Overpower often go to the playground with classmates. They play and chat on the playground. One day, there are a lot of stars in the sky. Suddenly, one of Overpower’s classmates ask him: “How many acute triangles whose inner angles are less than 90 degrees (regarding stars as points) can be found?
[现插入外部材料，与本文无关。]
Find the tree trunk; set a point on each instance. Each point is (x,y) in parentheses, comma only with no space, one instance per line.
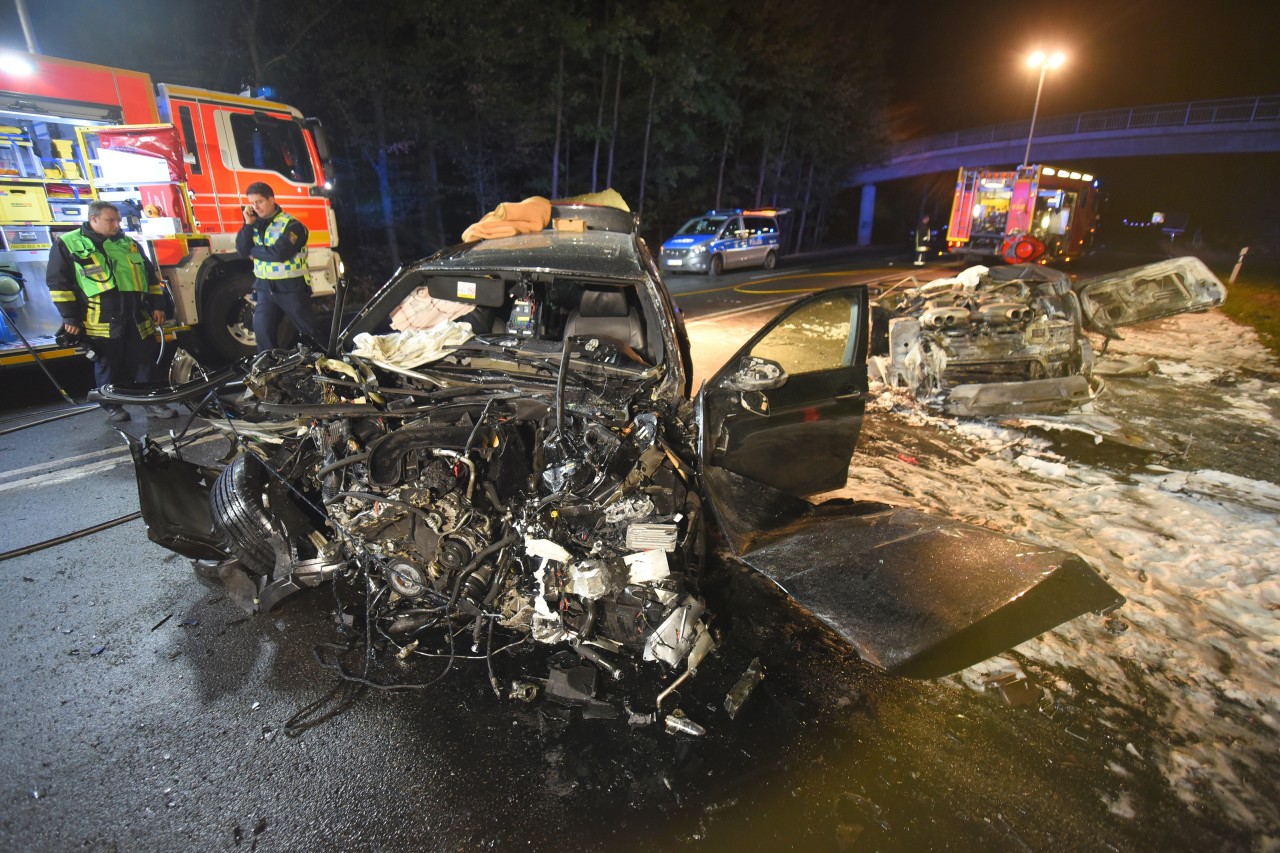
(384,183)
(560,114)
(613,132)
(644,155)
(764,163)
(720,179)
(782,159)
(599,124)
(804,215)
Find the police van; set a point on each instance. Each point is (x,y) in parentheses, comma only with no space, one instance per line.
(722,240)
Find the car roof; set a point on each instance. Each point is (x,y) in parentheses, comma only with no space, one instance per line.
(589,252)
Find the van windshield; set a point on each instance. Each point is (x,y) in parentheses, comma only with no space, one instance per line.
(702,226)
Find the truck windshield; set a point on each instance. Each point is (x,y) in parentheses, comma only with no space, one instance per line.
(702,226)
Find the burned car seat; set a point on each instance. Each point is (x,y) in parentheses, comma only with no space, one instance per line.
(606,314)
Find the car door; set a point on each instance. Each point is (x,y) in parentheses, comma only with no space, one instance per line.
(786,410)
(734,243)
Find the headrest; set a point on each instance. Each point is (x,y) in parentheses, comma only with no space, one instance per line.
(603,304)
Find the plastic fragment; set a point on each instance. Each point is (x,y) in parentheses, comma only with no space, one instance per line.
(679,724)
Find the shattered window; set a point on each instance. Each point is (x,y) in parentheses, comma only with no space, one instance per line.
(817,337)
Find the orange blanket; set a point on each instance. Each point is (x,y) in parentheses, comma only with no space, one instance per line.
(511,218)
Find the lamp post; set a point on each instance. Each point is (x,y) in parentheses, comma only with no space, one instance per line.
(1040,60)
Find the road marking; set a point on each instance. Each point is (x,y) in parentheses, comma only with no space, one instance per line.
(109,459)
(63,463)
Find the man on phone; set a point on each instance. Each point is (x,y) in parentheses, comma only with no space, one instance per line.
(277,243)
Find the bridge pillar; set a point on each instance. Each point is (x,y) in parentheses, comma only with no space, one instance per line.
(867,214)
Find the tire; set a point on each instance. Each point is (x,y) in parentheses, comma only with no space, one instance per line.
(227,318)
(240,518)
(243,524)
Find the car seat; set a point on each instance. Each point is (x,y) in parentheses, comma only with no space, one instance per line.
(606,314)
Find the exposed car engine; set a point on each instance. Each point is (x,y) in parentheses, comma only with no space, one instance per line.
(502,510)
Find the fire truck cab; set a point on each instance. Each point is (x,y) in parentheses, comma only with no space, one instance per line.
(1034,213)
(176,160)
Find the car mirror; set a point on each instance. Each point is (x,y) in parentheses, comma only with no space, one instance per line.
(757,374)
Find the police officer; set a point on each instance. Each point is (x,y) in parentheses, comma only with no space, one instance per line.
(106,290)
(277,242)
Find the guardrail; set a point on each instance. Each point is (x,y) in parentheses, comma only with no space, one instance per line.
(1232,110)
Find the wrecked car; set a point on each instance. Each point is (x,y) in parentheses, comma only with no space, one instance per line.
(1013,338)
(502,450)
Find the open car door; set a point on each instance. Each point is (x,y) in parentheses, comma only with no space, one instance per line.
(914,593)
(786,410)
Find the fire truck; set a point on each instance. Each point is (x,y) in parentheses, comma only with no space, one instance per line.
(1031,214)
(176,160)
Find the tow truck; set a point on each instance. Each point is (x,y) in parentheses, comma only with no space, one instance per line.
(1029,214)
(176,160)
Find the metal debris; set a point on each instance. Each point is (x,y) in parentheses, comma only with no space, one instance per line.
(743,689)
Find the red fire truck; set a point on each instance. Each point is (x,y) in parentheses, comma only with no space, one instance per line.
(176,160)
(1036,213)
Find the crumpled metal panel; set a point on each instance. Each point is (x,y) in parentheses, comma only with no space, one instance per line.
(174,501)
(914,593)
(1032,397)
(1148,292)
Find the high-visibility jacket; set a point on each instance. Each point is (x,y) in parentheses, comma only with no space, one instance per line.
(105,276)
(268,237)
(117,267)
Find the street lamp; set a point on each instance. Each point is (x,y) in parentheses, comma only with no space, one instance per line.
(1043,62)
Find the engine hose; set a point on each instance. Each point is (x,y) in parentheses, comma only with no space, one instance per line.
(370,496)
(560,387)
(475,564)
(342,463)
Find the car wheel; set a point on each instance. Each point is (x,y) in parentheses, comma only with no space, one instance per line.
(227,320)
(238,503)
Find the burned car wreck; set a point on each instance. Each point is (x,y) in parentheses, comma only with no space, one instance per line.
(501,451)
(1013,338)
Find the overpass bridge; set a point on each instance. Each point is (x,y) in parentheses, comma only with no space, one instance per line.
(1226,126)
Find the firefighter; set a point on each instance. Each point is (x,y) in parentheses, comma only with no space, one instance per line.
(110,297)
(277,242)
(923,237)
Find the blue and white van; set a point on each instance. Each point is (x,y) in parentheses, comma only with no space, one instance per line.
(722,240)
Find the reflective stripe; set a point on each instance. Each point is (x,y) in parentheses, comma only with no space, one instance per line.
(293,268)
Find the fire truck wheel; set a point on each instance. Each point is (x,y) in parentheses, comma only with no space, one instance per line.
(228,318)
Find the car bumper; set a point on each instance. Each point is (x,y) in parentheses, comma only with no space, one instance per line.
(695,264)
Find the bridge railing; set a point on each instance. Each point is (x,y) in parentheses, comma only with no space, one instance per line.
(1230,110)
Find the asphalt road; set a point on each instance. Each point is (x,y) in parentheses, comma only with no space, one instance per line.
(144,711)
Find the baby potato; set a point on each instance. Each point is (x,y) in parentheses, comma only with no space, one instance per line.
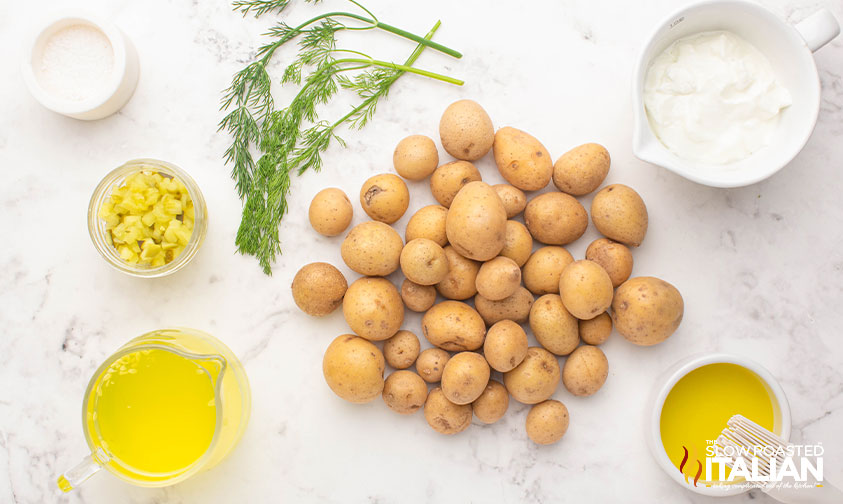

Assuming all the stars are in the same plane”. Please help him to solve this problem.

Input

The first line of the input contains an integer T (T≤10), indicating the number of test cases.

For each test case:

The first line contains one integer n (1≤n≤100), the number of stars.

The next n lines each contains two integers x and y (0≤|x|, |y|≤1,000,000) indicate the points, all the points are distinct.

Output

For each test case, output an integer indicating the total number of different acute triangles.

Sample Input

1

3

0 0

10 0

5 1000

Sample Output

1

题意，第一行给出T，然后T组数据，每组数据第一行给出n，接下来n行给出n组坐标，输出这n个点能构成的锐角三角形个数。

思路：通过坐标得到三边大小，然后判断锐角三角形任意两边平方和大于第三边平方。

三层for循环暴力枚举即可

代码

#include<iostream>
#include<algorithm>
#include<math.h>
#include<string>
#include<string.h>
#include<stdio.h>
#include<queue>
using namespace std;
int main()
{
int T;
scanf("%d",&T);
while(T--)
{
int n;//n组数据
scanf("%d",&n);
double num[2][105];//存储坐标
for(int i=0; i<n; i++)
scanf("%lf%lf",&num[0][i],&num[1][i]);//存储x，y坐标
double a,b,c;//三角形三条边
int sum=0;//记录总数
for(int i=0; i<n-2; i++)
for(int j=i+1; j<n-1; j++)
for(int k=j+1; k<n; k++)
{
a=sqrt((num[0][i]-num[0][j])*(num[0][i]-num[0][j])+(num[1][i]-num[1][j])*(num[1][i]-num[1][j]));
b=sqrt((num[0][i]-num[0][k])*(num[0][i]-num[0][k])+(num[1][i]-num[1][k])*(num[1][i]-num[1][k]));
c=sqrt((num[0][k]-num[0][j])*(num[0][k]-num[0][j])+(num[1][k]-num[1][j])*(num[1][k]-num[1][j]));
if(a*a+b*b>c*c&&a*a+c*c>b*b&&b*b+c*c>a*a)
sum++;
}
printf("%d\n",sum);
}
return 0;
}

注意数据精度